Author: Tina Gasperson
Andreu was “not a fan of Windows” because of his history and experience with that operating system. He could see Microsoft-related problems, such as having to bounce servers on a weekly basis, from the start of his tenure at Ogilvy. For him, the right direction was clear: open source.
Andreu says he really didn’t have a problem convincing Ogilvy executives that they should do an overhaul of the IT system. They were sold on his “sales pitches” because, he says, they trusted his military and government IT background. “They were willing to take the gamble,” especially when they realized that by using Linux they would be saving money not only in licensing fees but also in increased server uptime and reduced hardware needs. “I drove for optimal performance from the least amount of hardware,” he says.
Andreu felt his choice was between Unix and Linux, but he opted for Linux because it gave him more “flexibility and power than Unix could.” Between Andreu and the four other engineers in his department, they have coding abilities in C/C++, Java, PHP, and Perl – and of course, SQL.
With that “deep skill set,” Andreu wanted more than what he calls “black box” technology. Instead, he looked for software that would allow his staff to use its knowledge to customize the platform and develop its own applications to run Ogilvy’s business systems with optimum efficiency.

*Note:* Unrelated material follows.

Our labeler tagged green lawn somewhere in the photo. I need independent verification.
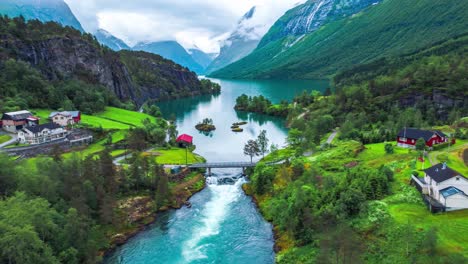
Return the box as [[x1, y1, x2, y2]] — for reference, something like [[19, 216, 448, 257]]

“Probably the coolest coding stuff at Ogilvy Worldwide IT is the Web services and federated ID work we have done. All of the code is written in-house in J2EE technology and is hosted on a farm of JBoss 4 servers,” Andreu says. Ogilvy also had its own certificate authority and signs its own X.509 certificates, all based on OpenSSL and entirely coded and built in-house.
Not only that, but Ogilvy’s global corporate directory is based on OpenLDAP and built in-house at zero software cost.
“I wanted the deep assurance that whatever we used to build our technology would be patched in a timely fashion as needed. I also wanted to keep that patching need to a minimum, so from a stability and security perspective, open source was the only way to go for us.”
The differences in power and stability were immediately obvious. With Windows, Andreu says the department had a quad-processor server running one Internet Information Server-based application. “Now on two dual-processor servers I run at least 15 Web-based applications,” he says. “On Windows that just doesn’t work.”
The switch to Linux and other open source software didn’t come without challenges. “At first, Oracle did not play nicely in the Linux world,” Andreu says. “Our first attempts were with Red Hat, and Oracle was a bear.” The company changed direction and went with SUSE, and finally managed to get some clean Oracle installations “all the way down to the client level.”
For Andreu, everything else was straightforward. “The Linux aspects of it have been successful from day one.”
“I am fortunate because I have a solid team. I am a totally hands-on director. My team knows this stuff inside out. I have yet to see us ever make a support call. Since [Linux] is the underlying operating system it gets almost no face time. The applications and the code are what gets the face time.”
“We’ve leveraged open source to the max.”